Le défi linguistique en Asie
Voyager en Europe est une chose, mais naviguer dans les rues de Tokyo, Séoul ou Bangkok sans Internet et sans pouvoir lire les panneaux de signalisation est un niveau de difficulté plus élevé. Avoir une connexion de données constante n'est pas un luxe, c'est une nécessité pour la traduction en temps réel, les horaires de train hyper ponctuels et Uber/Grab.
Japon et Corée du Sud : couverture impeccable
Le Japon et la Corée du Sud sont tous deux leaders mondiaux en matière d'infrastructure 5G. En y utilisant une eSIM de voyage, vous vous connecterez à des réseaux massifs comme Docomo, Softbank ou KT. La principale recommandation ici est un forfait Données illimitées. Les applications locales comme Navitime au Japon ou Naver Map en Corée, ainsi que Google Translate utilisant l'appareil photo en temps réel, consommeront beaucoup de données.

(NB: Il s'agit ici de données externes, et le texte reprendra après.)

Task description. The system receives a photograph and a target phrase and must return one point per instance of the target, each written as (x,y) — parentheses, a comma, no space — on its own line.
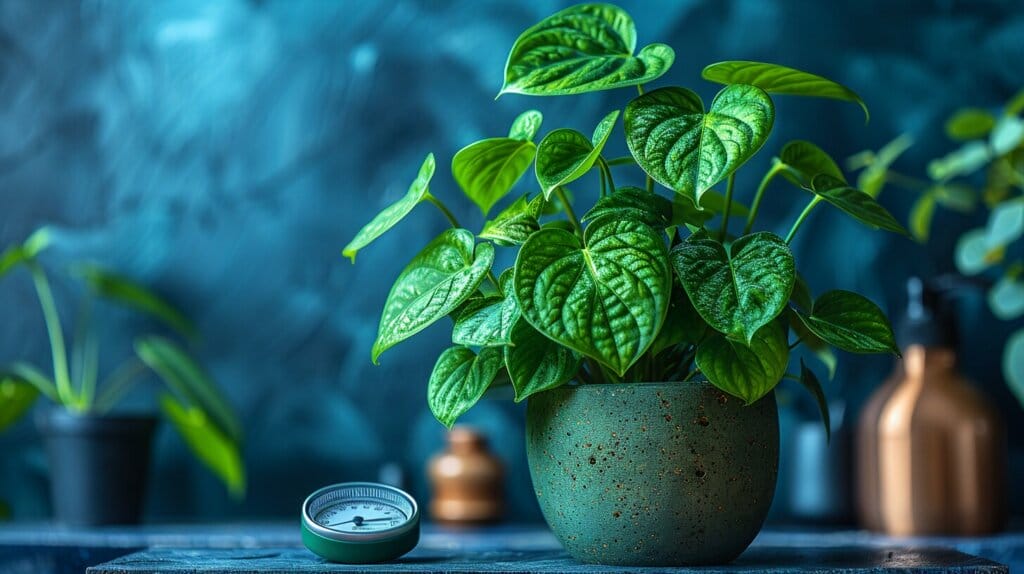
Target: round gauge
(359,523)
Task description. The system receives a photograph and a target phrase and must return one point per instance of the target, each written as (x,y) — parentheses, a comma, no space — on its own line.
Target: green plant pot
(652,474)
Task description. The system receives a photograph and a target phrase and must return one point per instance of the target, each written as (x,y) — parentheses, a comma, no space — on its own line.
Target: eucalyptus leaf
(394,213)
(776,79)
(434,283)
(488,169)
(738,291)
(526,125)
(851,322)
(748,371)
(584,48)
(605,299)
(537,363)
(856,204)
(459,380)
(686,149)
(565,155)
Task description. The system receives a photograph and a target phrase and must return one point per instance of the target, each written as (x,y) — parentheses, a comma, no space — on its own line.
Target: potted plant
(99,460)
(645,335)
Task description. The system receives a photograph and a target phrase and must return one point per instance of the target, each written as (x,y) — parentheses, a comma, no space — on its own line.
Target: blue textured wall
(224,151)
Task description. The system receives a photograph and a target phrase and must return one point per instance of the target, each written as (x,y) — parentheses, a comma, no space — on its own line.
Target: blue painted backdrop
(224,151)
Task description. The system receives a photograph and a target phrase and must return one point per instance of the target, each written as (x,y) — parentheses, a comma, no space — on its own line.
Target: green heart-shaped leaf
(856,204)
(393,213)
(566,155)
(439,277)
(487,169)
(606,299)
(776,79)
(739,291)
(688,150)
(526,125)
(851,322)
(537,363)
(584,48)
(633,203)
(459,380)
(749,371)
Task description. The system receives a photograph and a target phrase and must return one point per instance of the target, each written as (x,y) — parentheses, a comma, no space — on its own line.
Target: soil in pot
(652,474)
(98,467)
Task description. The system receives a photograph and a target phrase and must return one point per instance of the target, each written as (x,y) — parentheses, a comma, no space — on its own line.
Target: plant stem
(776,168)
(59,353)
(568,209)
(801,218)
(448,214)
(728,207)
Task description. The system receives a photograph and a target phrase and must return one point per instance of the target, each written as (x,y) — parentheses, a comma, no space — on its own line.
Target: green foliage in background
(649,283)
(193,403)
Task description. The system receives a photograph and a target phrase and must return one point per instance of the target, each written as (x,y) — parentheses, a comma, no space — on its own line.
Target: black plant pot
(98,466)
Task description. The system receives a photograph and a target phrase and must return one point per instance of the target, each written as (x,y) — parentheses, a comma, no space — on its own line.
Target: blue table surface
(42,548)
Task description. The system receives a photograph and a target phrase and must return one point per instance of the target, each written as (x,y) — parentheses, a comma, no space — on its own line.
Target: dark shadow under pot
(98,466)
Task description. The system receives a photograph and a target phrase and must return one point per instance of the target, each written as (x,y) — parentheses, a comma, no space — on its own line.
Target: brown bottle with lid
(931,448)
(467,479)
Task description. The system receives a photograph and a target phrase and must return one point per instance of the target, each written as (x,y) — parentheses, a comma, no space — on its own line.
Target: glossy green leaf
(188,381)
(514,224)
(434,283)
(633,203)
(605,299)
(856,204)
(749,371)
(459,380)
(970,123)
(215,449)
(688,150)
(488,169)
(851,322)
(537,363)
(526,125)
(776,79)
(565,155)
(135,296)
(394,213)
(810,382)
(738,291)
(584,48)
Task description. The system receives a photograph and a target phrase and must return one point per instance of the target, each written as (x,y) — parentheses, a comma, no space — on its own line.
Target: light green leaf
(776,79)
(688,150)
(133,295)
(459,380)
(851,322)
(537,363)
(633,203)
(189,382)
(748,371)
(805,161)
(566,155)
(739,291)
(584,48)
(514,224)
(215,449)
(526,125)
(970,123)
(439,277)
(394,213)
(810,382)
(856,204)
(606,299)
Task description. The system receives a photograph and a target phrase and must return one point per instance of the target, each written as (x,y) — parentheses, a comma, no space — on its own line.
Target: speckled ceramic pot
(652,474)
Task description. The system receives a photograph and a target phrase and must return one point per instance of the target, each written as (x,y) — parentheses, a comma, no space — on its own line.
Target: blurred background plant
(987,170)
(190,400)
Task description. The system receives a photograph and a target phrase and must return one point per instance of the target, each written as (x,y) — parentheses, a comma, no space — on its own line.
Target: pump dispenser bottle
(931,449)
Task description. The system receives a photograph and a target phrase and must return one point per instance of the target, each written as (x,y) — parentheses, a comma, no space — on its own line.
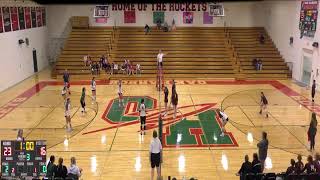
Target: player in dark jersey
(264,104)
(83,100)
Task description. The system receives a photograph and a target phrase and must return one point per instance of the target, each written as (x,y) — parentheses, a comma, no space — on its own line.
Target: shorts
(83,104)
(143,120)
(155,160)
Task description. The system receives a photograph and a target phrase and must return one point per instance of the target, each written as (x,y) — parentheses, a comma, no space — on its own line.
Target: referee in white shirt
(142,111)
(155,154)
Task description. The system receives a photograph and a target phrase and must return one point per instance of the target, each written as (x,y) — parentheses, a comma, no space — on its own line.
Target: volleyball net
(286,126)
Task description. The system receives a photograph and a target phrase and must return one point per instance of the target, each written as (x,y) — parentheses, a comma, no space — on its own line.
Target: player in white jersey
(93,89)
(67,114)
(121,104)
(225,120)
(142,111)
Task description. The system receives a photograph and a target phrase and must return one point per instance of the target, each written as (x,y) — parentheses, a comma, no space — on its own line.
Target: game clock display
(23,158)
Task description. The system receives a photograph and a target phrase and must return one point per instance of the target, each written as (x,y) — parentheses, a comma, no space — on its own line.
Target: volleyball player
(121,104)
(155,154)
(142,111)
(166,94)
(159,58)
(67,112)
(82,100)
(225,120)
(174,101)
(93,89)
(313,90)
(264,104)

Asie du Sud-Est : passer d'un pays à l'autre
Si vous voyagez en Thaïlande, au Vietnam, au Cambodge et à Bali (Indonésie), acheter des cartes SIM locales dans chaque aéroport devient un chaos de numéros plastiques et changeants.
La solution idéale : une eSIM régionale « Asie continentale » qui couvre 14 pays ou plus de la région. Vous payez pour un seul forfait et vous l’oubliez. Les eSIM régionales vous permettent d'atterrir à l'aéroport de Suvarnabhumi, d'ouvrir Grab, de demander votre transport et, deux semaines plus tard, de traverser la frontière vietnamienne et d'obtenir un signal dès que vous passez l'immigration.

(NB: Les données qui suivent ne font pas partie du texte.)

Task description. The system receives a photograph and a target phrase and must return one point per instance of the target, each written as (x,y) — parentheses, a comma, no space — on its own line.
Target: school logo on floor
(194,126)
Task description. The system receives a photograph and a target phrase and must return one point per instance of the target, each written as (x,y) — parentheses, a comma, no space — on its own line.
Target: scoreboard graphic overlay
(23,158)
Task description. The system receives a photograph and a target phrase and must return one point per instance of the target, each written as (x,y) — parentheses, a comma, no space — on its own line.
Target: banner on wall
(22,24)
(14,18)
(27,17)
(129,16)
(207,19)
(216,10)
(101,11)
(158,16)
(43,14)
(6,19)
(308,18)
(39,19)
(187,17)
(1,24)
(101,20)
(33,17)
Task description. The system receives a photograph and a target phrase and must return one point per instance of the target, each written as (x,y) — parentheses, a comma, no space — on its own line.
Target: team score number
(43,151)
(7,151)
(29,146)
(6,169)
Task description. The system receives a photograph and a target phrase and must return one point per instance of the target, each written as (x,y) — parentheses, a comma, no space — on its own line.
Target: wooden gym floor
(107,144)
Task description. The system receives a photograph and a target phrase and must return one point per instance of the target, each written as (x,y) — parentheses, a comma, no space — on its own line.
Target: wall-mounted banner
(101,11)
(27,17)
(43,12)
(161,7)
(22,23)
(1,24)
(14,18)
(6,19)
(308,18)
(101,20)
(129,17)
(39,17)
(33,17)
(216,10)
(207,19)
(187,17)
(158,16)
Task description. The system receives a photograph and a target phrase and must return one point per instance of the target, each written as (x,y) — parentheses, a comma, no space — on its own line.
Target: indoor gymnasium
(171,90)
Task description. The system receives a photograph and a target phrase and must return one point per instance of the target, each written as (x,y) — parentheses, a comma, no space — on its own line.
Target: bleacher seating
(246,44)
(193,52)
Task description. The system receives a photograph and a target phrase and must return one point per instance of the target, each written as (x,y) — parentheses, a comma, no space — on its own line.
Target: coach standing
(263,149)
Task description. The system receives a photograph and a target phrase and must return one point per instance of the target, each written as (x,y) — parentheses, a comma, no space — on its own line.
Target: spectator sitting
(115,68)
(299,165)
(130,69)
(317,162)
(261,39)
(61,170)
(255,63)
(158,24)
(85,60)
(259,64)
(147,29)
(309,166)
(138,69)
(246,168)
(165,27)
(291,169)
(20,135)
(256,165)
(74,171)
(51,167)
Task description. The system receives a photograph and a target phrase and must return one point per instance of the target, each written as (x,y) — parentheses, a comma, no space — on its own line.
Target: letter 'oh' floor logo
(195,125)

Censure d'Internet (le grand pare-feu)
Si votre voyage inclut la Chine continentale, soyez prudent. Le Wi-Fi local bloque Google, WhatsApp, Facebook et bien plus encore. L'un des énormes avantages de l'utilisation d'une eSIM internationale (en utilisant l'itinérance des données d'un fournisseur de Hong Kong ou européen) est qu'elle contourne souvent le grand pare-feu, vous donnant ainsi accès à vos applications préférées sans avoir besoin d'installer de VPN tiers.